The report proposes 10 long-term indicators of progress. ILC-UK plan to report against these indicators at their next Future of Ageing Conference on November 9th.
- Health must find a way to be more responsive and preventative
- Government must make progress in delivering a long term settlement to pay for social care
- Savings levels for working age adults must increase
- Average age of exit from the workforce should rise
- The number and type of homes built should be increasingly appropriate for our ageing society
- Government should make progress in facilitating greater risk sharing in accumulation and decumulation of retirement income
- We must have a more informed older consumer
- Our aspirations for retirement must be about much more than us spending more hours watching television
- Businesses should better respond to ageing
- We must strengthen the social contract between young and old
The report incorporates expert testimony from contributors at ILC-UK’s first Future of Ageing Conference which took place on Tuesday 24th November 2015.
Baroness Sally Greengross OBE, Chief Executive of ILC-UK said:
“If we want future generations of older people to age well policymakers must act now. The UK’s demography is slow to change and we can make some reasonable predictions and forecasts on how this may influence UK society over the next ten years. This gives us an opportunity to plan for the change we will witness. We can’t wait and hope ageing goes away. It won’t.”
Dr Michael Hutton, Chief Scientific Officer, Neurodegenerative Disease at Eli Lilly and Company Ltd said:
“An ageing population is placing pressure on finite NHS resources whilst there are also important concerns about the quality of care, particularly for our elderly population in health and social care settings. The total cost of conditions such as dementia is huge. When assessing the scale of the problem, we must have a holistic understanding of the disease to ensure patients and their families are adequately supported and also to prevent a knock on effect to our economy, as this caring role prevents ‘carers’ from accessing other forms of employment.
“Innovation offers the NHS a real opportunity to meet the challenge of increasing demand on resources and squeezed budgets. Lilly was delighted to support this event and help develop ideas, to make the UK the best possible environment for supporting an ageing population.”
Lord Filkin, Chair of the Centre for Ageing Better said:
“If we don’t build the social care workforce by some mechanism both in volume and skill we are in trouble. It is hard to overstate what a bad place we are in. The system is crumbling now. Social care needs to have increased investment: the increase in long term conditions in the older population will drive big increases in demand and cost.”

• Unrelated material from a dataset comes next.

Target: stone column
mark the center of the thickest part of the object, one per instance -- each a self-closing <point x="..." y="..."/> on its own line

Professor Ian Philp CBE, Deputy Medical Director for Older People, Heart of England Foundation Trust said:
“I think we can turn a concern about the costs of an ageing population into an opportunity to see growth, partly because so much wealth, asset wealth and disposable income sits with older people in our society. That wealth can be mobilised, for example to pay for major infrastructure projects through investment and return. We could turn it on its head from the apocalyptic tales of ‘we can’t afford an ageing population’ to ‘my goodness what an asset.”